I have 2 similarly configured 3 node elasticsearch clusters. Both run 7.10.2, but one is bigger than the other.
I'm trying to restore an index from a snapshot. In the small cluster, the restore takes about 3 minutes, during which the cluster is yellow. In the big cluster, starting the restore causes the cluster to go red. I waited some time, but had to delete the restored index while it was red so the cluster would be up.
Both clusters have a repository with scheduled backups.
GET /_cat/snapshots/gcs_repository?v
Shows 4 snapshots, all have status = "SUCCESS".
To give an idea of the size, the small cluster has duration between 1-2 minutes. The large cluster has 4-12 minutes.
POST /_snapshot/gcs_repository/_verify
Shows 3 nodes.
GET /_snapshot/gcs_repository/
Shows the repository, the only difference here is that the large cluster has "max_snapshot_bytes_per_sec" : "320mb"
.
When I start the restore, I issue a command like:
POST /_snapshot/gcs_repository/daily-backup-0/_restore
{
"indices": "foo-000001",
"rename_pattern": "foo-000001",
"rename_replacement": "foo-test0"
}
Both clusters respond with "accepted".
The small cluster's health goes to yellow, because there is a new index foo-test0 that is yellow. The large cluster goes red, as is the new index.

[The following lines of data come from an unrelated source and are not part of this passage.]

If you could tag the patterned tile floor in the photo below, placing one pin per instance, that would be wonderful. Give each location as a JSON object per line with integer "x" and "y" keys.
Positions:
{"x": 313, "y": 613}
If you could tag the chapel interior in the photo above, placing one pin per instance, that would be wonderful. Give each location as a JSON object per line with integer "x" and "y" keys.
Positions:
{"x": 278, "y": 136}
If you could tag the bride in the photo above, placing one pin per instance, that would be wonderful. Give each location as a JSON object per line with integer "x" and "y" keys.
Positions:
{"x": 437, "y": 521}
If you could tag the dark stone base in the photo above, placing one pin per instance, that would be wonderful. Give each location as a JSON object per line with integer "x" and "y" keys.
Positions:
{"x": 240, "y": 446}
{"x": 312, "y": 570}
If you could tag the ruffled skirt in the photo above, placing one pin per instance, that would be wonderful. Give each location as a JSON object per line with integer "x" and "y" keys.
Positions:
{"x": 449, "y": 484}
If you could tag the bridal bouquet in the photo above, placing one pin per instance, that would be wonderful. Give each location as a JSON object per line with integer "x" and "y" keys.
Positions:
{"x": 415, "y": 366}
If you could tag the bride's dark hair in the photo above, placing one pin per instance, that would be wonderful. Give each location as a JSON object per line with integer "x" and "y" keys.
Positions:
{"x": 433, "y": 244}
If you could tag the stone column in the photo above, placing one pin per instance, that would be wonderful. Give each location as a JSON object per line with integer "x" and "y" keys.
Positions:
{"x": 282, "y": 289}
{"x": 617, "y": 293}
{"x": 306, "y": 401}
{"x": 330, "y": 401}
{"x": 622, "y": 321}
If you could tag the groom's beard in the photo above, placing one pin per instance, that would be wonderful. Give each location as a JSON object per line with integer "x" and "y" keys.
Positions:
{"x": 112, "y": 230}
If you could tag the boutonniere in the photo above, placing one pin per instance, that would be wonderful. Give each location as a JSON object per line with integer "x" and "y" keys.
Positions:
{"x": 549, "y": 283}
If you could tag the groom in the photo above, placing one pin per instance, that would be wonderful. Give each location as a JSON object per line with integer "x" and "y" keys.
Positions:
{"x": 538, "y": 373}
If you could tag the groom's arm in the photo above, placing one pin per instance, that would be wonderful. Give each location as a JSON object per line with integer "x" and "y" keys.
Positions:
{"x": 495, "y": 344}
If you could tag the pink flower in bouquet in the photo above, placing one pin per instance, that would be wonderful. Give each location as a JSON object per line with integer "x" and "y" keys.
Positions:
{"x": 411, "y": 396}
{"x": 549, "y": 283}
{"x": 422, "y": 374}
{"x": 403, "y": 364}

Then I check the status with
GET /foo-test0/_recovery
And the small cluster responds with a bunch of details about the recovery process, including the percent done. Awesome.
But the large cluster responds with
{ }
Since the large cluster is being used, I can't leave it red for long, so i delete the new index and it goes back to green.
- Any ideas what is going on?
- Is there any command to check the status of my snapshots for damage?
- Is there a way to restore the snapshot without affecting the cluster's health?
Thanks for any help, Bill